We know very little about the author of The Odyssey and its companion tale, The Iliad. Most scholars agree that Homer was Greek; those who try to identify his origin on the basis of dialect forms in the poems tend to choose as his homeland either Smyrna, now the Turkish city known as Izmir, or Chios, an island in the eastern Aegean Sea. According to legend, Homer was blind, though scholarly evidence can neither confirm nor contradict the point.

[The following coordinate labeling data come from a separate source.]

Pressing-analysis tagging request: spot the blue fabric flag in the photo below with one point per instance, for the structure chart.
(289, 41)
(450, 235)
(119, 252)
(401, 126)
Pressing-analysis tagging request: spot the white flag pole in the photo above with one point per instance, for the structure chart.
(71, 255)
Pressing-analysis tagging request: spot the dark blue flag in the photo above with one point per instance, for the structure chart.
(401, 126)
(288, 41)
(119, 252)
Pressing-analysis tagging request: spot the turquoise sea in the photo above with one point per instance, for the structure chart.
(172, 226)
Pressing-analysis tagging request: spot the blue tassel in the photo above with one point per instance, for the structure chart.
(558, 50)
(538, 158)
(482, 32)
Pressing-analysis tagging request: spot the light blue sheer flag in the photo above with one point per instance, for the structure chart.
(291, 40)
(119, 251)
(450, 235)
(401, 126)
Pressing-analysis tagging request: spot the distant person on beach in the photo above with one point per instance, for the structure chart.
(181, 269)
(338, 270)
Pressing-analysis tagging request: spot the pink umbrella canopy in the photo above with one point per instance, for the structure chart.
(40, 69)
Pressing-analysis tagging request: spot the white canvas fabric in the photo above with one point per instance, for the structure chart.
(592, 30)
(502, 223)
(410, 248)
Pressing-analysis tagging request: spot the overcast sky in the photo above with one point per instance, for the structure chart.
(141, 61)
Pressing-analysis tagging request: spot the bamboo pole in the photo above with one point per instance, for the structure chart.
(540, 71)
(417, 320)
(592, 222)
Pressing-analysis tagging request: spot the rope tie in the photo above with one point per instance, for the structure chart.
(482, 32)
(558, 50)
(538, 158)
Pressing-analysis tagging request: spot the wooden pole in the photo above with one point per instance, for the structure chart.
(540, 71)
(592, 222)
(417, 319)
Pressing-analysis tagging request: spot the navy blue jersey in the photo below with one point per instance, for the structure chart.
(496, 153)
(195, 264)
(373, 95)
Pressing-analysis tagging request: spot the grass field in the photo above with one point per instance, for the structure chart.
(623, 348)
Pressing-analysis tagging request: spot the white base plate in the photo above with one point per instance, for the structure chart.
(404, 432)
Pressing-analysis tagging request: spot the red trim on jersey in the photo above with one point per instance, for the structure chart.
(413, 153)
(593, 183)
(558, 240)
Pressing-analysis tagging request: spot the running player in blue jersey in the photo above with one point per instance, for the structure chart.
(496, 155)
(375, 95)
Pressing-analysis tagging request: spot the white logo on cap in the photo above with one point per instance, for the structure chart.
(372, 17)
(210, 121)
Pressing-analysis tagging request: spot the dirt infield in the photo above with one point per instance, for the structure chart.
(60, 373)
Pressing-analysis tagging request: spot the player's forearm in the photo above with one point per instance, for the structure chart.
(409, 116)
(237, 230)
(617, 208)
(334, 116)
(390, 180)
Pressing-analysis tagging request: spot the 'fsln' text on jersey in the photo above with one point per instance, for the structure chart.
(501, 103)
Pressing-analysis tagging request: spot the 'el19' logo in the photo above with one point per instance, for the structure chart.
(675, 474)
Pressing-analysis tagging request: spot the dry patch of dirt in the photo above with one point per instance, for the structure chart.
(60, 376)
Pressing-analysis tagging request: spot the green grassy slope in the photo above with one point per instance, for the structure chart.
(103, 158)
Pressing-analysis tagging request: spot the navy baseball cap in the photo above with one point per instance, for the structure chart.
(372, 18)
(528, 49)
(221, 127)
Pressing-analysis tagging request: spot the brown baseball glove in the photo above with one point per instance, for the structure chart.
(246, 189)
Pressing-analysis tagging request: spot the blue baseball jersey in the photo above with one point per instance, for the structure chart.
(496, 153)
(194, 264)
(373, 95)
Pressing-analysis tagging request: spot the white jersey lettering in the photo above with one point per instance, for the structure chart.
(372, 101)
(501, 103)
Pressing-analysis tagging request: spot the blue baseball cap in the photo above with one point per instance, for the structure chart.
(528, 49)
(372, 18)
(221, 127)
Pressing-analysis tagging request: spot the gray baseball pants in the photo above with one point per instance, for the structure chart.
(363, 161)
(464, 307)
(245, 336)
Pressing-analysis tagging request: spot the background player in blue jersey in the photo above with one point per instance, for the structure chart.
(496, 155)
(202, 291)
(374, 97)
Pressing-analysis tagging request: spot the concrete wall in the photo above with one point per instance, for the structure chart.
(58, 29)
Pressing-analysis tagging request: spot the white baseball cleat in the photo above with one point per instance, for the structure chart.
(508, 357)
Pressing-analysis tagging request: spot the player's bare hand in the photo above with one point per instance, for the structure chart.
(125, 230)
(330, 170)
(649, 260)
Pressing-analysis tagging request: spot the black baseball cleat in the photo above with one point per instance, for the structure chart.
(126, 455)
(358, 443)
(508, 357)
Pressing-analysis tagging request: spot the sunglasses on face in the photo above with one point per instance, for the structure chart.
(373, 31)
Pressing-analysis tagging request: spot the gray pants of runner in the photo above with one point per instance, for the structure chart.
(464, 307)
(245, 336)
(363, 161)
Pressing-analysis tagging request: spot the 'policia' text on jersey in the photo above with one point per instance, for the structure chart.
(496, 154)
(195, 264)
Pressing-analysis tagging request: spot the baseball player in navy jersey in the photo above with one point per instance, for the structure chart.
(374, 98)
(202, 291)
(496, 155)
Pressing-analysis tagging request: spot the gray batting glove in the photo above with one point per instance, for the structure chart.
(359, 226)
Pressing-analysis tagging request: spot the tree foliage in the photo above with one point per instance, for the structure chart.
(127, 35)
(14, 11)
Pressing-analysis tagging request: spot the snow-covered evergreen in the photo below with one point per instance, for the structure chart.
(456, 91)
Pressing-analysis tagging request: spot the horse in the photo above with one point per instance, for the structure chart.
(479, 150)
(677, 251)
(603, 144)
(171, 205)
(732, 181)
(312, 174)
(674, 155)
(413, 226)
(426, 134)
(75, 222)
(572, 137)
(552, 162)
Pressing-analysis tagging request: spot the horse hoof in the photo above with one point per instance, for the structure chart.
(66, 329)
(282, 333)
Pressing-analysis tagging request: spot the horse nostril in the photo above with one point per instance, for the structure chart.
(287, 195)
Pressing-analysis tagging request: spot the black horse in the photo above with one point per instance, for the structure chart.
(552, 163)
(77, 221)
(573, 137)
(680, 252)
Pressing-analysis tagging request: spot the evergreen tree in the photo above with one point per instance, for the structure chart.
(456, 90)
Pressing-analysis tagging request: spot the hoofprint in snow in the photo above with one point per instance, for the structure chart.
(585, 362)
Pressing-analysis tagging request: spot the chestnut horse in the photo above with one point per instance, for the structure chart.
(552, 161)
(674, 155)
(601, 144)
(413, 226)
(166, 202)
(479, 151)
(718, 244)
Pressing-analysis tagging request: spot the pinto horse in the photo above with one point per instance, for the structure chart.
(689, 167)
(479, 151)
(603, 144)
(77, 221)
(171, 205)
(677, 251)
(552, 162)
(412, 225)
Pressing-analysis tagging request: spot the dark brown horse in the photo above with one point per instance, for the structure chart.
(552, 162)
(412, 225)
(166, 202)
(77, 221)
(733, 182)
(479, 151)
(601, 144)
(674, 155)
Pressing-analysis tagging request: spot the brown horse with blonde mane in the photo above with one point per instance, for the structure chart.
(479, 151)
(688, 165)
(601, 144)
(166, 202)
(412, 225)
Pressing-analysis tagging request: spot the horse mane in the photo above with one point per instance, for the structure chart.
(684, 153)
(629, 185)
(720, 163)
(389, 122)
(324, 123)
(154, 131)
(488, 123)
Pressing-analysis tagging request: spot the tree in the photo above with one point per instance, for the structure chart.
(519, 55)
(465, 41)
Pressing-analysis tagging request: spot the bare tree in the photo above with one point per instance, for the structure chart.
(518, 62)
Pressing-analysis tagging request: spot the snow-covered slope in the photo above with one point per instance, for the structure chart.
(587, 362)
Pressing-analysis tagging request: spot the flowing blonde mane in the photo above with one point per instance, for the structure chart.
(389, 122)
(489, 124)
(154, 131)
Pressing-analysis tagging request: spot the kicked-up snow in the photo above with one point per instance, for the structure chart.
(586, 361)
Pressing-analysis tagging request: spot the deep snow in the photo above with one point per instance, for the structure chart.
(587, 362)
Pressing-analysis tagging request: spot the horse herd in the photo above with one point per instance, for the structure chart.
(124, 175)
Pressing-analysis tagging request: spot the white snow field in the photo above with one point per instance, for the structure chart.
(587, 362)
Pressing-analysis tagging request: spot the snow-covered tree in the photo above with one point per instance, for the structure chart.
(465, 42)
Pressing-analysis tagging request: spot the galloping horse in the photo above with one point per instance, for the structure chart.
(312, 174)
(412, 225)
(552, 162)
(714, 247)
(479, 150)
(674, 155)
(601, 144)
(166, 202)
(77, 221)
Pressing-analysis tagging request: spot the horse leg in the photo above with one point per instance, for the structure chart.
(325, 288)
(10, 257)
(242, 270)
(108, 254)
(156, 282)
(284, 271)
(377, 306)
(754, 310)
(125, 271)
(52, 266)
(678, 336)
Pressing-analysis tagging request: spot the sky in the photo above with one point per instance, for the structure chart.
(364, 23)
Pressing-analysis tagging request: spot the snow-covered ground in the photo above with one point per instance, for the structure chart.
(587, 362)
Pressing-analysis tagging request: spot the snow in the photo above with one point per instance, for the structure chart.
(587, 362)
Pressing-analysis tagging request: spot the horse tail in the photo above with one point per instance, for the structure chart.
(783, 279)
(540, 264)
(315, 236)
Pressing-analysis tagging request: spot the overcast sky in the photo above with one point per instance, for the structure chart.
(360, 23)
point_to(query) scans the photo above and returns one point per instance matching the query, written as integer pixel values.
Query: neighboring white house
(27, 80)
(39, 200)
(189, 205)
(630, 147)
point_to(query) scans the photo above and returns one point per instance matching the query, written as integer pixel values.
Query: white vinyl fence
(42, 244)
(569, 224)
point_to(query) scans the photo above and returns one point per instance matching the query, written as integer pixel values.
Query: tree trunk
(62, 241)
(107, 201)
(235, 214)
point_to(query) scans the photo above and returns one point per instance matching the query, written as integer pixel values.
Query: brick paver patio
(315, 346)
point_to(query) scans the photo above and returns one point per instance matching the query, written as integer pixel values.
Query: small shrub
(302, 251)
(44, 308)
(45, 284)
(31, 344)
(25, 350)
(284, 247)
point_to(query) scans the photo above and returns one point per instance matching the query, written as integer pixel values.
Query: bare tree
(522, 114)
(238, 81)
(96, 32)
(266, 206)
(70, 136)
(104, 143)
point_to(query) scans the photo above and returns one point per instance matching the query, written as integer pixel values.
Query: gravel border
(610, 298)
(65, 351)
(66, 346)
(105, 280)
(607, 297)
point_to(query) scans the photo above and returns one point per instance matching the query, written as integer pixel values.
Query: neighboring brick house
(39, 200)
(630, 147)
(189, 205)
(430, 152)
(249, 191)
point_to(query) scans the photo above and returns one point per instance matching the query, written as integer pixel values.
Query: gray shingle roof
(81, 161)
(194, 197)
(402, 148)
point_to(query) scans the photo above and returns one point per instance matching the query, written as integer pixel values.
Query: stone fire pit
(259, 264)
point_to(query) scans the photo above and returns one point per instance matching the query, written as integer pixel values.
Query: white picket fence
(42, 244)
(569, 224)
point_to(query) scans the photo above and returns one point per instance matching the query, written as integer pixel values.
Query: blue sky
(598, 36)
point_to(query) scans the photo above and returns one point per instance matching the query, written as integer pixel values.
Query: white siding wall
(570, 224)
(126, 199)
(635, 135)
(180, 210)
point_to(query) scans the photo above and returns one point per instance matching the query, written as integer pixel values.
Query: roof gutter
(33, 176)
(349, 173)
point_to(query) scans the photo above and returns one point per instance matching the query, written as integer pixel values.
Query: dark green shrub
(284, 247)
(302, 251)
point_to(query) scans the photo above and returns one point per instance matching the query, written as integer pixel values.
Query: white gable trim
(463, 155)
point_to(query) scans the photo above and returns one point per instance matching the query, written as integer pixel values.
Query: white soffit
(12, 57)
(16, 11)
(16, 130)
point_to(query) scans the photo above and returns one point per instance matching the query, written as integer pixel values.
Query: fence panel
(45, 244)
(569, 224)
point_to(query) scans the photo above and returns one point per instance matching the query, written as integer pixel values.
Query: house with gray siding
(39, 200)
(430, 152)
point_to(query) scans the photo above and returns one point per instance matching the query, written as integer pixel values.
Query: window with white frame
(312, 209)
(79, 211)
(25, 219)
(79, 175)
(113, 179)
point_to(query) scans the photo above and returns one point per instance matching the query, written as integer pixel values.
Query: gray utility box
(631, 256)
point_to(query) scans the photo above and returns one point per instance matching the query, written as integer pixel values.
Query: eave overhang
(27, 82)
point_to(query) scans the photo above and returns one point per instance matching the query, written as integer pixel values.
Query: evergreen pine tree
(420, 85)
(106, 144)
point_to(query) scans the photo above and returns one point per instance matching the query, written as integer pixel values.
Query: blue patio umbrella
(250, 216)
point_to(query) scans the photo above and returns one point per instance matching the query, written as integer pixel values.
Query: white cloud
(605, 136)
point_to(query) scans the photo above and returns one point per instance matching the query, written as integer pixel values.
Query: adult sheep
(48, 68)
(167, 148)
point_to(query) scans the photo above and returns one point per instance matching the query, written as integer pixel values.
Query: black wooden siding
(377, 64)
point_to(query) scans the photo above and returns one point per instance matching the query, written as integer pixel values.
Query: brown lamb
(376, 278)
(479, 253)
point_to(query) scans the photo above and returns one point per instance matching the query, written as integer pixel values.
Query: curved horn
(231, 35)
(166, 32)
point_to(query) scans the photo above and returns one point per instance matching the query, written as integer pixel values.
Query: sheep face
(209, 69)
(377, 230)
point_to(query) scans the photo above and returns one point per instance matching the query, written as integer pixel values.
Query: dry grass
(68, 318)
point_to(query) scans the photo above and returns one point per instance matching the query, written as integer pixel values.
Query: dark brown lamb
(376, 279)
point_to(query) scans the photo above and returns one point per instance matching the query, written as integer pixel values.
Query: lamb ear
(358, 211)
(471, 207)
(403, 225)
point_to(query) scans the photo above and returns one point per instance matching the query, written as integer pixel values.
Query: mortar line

The ongoing debate about who Homer was, when he lived, and even if he wrote The Odyssey and The Iliad is known as the "Homeric question." Classicists do agree that these tales of the fall of the city of Troy (Ilium) in the Trojan War (The Iliad) and the aftermath of that ten-year battle (The Odyssey) coincide with the ending of the Mycenaean period around 1200 BCE (a date that corresponds with the end of the Bronze Age throughout the Eastern Mediterranean). The Mycenaeans were a society of warriors and traders; beginning around 1600 BCE, they became a major power in the Mediterranean. Brilliant potters and architects, they also developed a system of writing known as Linear B, based on a syllabary, writing in which each symbol stands for a syllable.

Scholars disagree on when Homer lived or when he might have written The Odyssey. Some have placed Homer in the late-Mycenaean period, which means he would have written about the Trojan War as recent history. Close study of the texts, however, reveals aspects of political, material, religious, and military life of the Bronze Age and of the so-called Dark Age, as the period of domination by the less-advanced Dorian invaders who usurped the Mycenaeans is known. But how, other scholars argue, could Homer have created works of such magnitude in the Dark Age, when there was no system of writing? Herodotus, the ancient Greek historian, placed Homer sometime around the ninth century BCE, at the beginning of the Archaic period, in which the Greeks adopted a system of writing from the Phoenicians and widely colonized the Mediterranean. And modern scholarship shows that the most recent details in the poems are datable to the period between 750 and 700 BCE.

No one, however, disputes the fact that The Odyssey (and The Iliad as well) arose from oral tradition. Stock phrases, types of episodes, and repeated phrases such as "early, rose-fingered dawn" bear the mark of epic storytelling. Scholars agree, too, that this tale of the Greek hero Odysseus's journey and adventures as he returned home from Troy to Ithaca is a work of the greatest historical significance and, indeed, one of the foundations of Western literature.